With a smile, Salam adds: "I hope Lindsay wins."
Long overlooked on the women's tour, Davenport has finally developed a fan following. All it took was three Grand Slam titles and an Olympic gold medal.
She still can't rival Anna Kournikova or the Williams sisters in publicity or popularity, but Davenport will attract plenty of attention as the defending champion when Wimbledon begins today.
And she knows it.
"There are many different emotions compared to previous years," Davenport said. "Wimbledon holds pretty special memories for me now, but at the same time, there's a lot of added pressure."
Four players have won the women's championship in the past four years. Davenport's foremost threats in her bid for consecutive titles include the top-seeded Hingis, French Open champion Mary Pierce and the Williams sisters, Venus and Serena.
Don't discount Kournikova, the favorite with the London tabloids. She's unseeded and has yet to win a tournament, but she reached the semifinals in 1997 at 16, and her game is well suited for grass.
The seeding system used at Wimbledon prompted Spaniards Alex Corretja and Albert Costa to pull out on Sunday. They are angry they weren't among the 16 seeded players, even though both are ranked in the top 16. Wimbledon is the only Grand Slam event that doesn't follow the ATP rankings in determining seedings.
Juan Carlos Ferrero, another Spaniard in the top 16 who didn't get a seed, withdrew earlier with a reported back injury.
All England Club Chairman Tim Phillips, sympathetic with the Spaniards, said the club would waive any fines. "There are no further penalties apart from the fact this is a zero-pointer (tournament) for them," Phillips said.
No one argued that Pete Sampras didn't deserve to be seeded No. 1. He'll bid for his seventh Wimbledon title and a record 13th Grand Slam championship beginning Monday against Jiri Vanek.
Sampras cut short a practice session Friday when he felt a twinge in his troublesome back, raising doubts about whether it can hold up for two weeks in Wimbledon weather.
But he was back on the practice court Sunday, hit for an hour and said his back was ready for the tournament.
"It gets stiff," he said. "We've had a lot of cold, damp weather the past few days. ... It's just a matter of doing my stretching and warming up to be 100 percent."
At 100 percent, Sampras would be tough to beat.

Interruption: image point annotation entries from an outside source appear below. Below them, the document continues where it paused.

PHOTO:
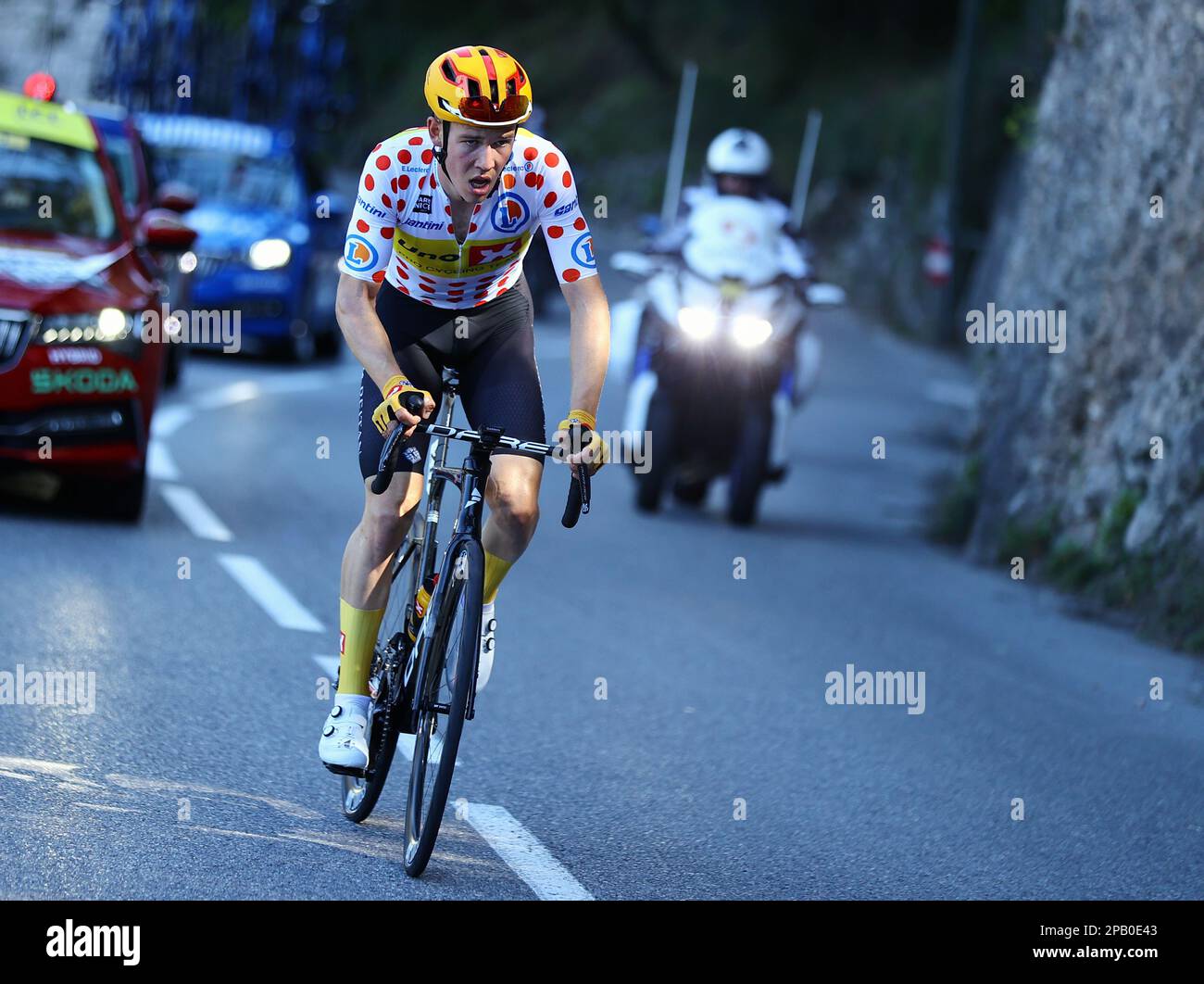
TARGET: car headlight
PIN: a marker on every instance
(269, 254)
(749, 332)
(697, 322)
(107, 325)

He's 46-1 at the All England Club in the past seven years, a record Davenport can appreciate as well as anyone.
"What Pete Sampras has done is incredible," she said. "Successfully defending my title is asking a lot. To even win one was beyond my wildest dreams."
With a big swing and slow footwork, Davenport always struggled on grass until last year. She reached the semifinals for the first time by eliminating defending champion Jana Novotna, then beat seven-time champion Steffi Graf in the final.

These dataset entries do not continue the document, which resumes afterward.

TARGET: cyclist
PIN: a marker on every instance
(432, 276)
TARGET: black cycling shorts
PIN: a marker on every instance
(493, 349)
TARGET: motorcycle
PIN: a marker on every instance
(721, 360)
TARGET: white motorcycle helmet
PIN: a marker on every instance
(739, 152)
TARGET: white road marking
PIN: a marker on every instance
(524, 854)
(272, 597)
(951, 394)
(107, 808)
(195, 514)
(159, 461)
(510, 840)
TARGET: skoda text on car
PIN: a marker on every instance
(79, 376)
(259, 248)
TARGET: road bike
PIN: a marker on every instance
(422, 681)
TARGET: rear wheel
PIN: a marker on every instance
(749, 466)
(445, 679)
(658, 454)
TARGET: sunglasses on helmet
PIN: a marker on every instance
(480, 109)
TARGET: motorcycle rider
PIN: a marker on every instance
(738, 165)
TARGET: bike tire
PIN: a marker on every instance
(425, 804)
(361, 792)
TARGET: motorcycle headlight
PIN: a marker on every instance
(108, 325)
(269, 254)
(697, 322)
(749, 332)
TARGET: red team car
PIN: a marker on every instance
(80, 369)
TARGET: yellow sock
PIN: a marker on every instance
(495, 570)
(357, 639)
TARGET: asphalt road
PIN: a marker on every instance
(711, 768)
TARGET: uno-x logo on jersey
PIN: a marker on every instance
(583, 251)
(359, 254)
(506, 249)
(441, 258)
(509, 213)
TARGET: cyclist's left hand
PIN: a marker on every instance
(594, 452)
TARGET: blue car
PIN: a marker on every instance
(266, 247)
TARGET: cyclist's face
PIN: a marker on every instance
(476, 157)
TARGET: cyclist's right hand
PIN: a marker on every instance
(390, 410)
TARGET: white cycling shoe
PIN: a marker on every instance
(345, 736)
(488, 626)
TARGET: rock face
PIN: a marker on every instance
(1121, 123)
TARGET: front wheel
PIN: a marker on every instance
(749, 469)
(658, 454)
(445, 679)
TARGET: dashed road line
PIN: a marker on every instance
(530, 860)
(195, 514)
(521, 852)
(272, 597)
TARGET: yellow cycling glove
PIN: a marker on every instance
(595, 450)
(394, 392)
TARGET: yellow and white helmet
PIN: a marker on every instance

"You play matches and you don't think about where you're at," Davenport said, "and all of a sudden I was serving for the whole title against Steffi Graf."
Davenport held serve, then found herself holding the most prestigious trophy in tennis. Her reaction was a mixture of glee and disbelief.
"They sent me the highlight tape about four months ago, and that was the first time I'd seen the final," Davenport said. "I don't really ever watch myself play. It was fun. They showed me winning and my eyes got real big."
At 24, Davenport is a late bloomer by women's tennis standards. The tall Californian with the friendly demeanor and fearsome groundstrokes never reached a Grand Slam final before winning the 1998 U.S. Open. But now she has won three of the past seven majors the most impressive collection of titles by an American-born woman since Chris Evert.
The second-seeded Davenport's biggest concern this week may be rustiness. Because of ankle and back injuries, she has played just four matches since April 1. But she said she's healthy and feeling much more mature and experienced than a year ago.
She's more popular, too. After all, fans love a winner.